ANTALYA'da Salı Grubu'nun kahvaltısına katılan sosyal güvenlik uzmanı Ali Tezel, getirilmek istenen kıdem tazminatı fonuyla devlete tepe tepe 10 yıl kullanacağı bir para havuzu yaratılmak istendiğini iddia etti.

Antalya'nın önde gelen işadamlarını ve sanayicilerini bir araya getiren Salı Grubu'nun bu haftaki konuğu, sosyal güvenlik uzmanı Ali Tezel oldu. Muharrem Koç başkanlığında gerçekleşen toplantıya yaklaşık 50 sanayici ve işadamıyla konuk katıldı.

Tezel, getirilmeye çalışılan kıdem tazminatı fonu konusunda açıklama yaptı. Mevcut kıdem tazminatı uygulamasının 63 yıldır uygulanan, oturmuş klasik bir sistem olduğunu anlatan Tezel, "Kıdem tazminatını kaldırıp yerine fon uygulaması getirerek bir klasiği daha ortadan kaldırmak üzereyiz. Kıdem tazminatının fona çevrilmesini isteyen işverenlerin çoğu aslında fonun kendileri için iyi bir şey olmadığının farkında değil. Kıdem tazminatının en büyük özelliği, işverene uzun süre bağlılığın ödülüdür. İş barışının garantisidir. Örneğin 10 yıldır bir yerde çalışıyorsanız, biriyle kavga ederseniz, bunu alamazsınız. Fon gelirse, işyerine bağlılığın vasfı ortadan kalkıyor. Diyelim ki benim çalıştığım yerden kim daha fazlasını teklif ederse, hemen oraya gererim. Çünkü işten ayrıldığımda rtık tazminatı düşünmeyeceğim" dedi.

Şu anda çalışanların kıdem tazminatının işverenlerin cebinde olduğunu anlatan Tezel, şöyle konuştu:"İşverenler bu parayı sermayede kullanıyor. Fon gelirse, çalışanın aylık ücretinin belli oranında bir parayı kıdem tazminatı fonuna yatıracaksınız. Bu oranın yüzde 3 ile yüzde 8 arasında olacağı söyleniyor. Her ay gidip fona yatıracaksınız. 'Ben yiyemedim sen ye' diyeceksiniz. Şu anda çalışan işçilerden herhangi biri size hakaret ettiğinde, fiili saldırıda bulunduğunda tazminatsız kapının önüne koyma hakkınız var. Fon geldiğinde sana küfreden birine para vermiş olacaksınız. Kıdem tazminatının mevcut klasik özelliklerini ortadan kaldıran, sadece devlete 10 yıl tepe tepe kullanacağı bir para havuzu yaratıyorsunuz. Çünkü mevcut kıdem tazminatı uygulamasında muhatabınız çalışan. Fon gelince karşınızdaki devlet olacak. İstersen ödeme. Teşviklerden yararlanamazsın. Gecikme zamlarıyla karşılaşacaksın, ya da bir ihaleye katılacaksan 'borcu yoktur' yazısı alamayacaksın."

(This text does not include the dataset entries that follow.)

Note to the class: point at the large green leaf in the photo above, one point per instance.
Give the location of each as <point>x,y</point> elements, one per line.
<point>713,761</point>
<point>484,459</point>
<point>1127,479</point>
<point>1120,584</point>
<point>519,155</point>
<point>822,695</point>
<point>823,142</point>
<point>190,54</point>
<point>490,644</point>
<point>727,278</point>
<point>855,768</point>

Kıdem tazminatının çalışanlara da bir şey vermediğini söyleyen Tezel, "Kıdem tazminatının en büyük özelliklerinden biri de işçinin işsiz kaldığı dönemde iş buluncaya kadar alıştığı yaşam seviyesini korumasıdır. Öte yandan işverenler de 'fon istiyoruz' diyor. 'Neden' diye sorunca 'Şu anda her yıl için bir maaş ödüyoruz' diyorlar. 'Fon gelince yüzde 3 olacakmış' diyorlar. Ben de diyorum ki, siz geçen yıl kaç işçiye kaç para kıdem tazminatı ödediniz. Her ay işçiye verdiğiniz ücretin yüzde 3'ünü fona vereceğinizi düşünerek bir de gider oluşturun. Göreceksiniz ki o yüzde 3'lük gider daha fazla. Çünkü sen her işçiye mevcut sistemde kıdem tazminatı vermiyorsun ki. Adam geliyor 1 yılı doldurmadan çekip gidiyor. Veya haklı sebeple işinden oluyor. Üç gün üst üste işe gelmemesi, arkadaşıyla kavga etmesi, küfretmesi, hırsızlık yapması gibi nedenlerle kapının önüne koyuyorsunuz" dedi.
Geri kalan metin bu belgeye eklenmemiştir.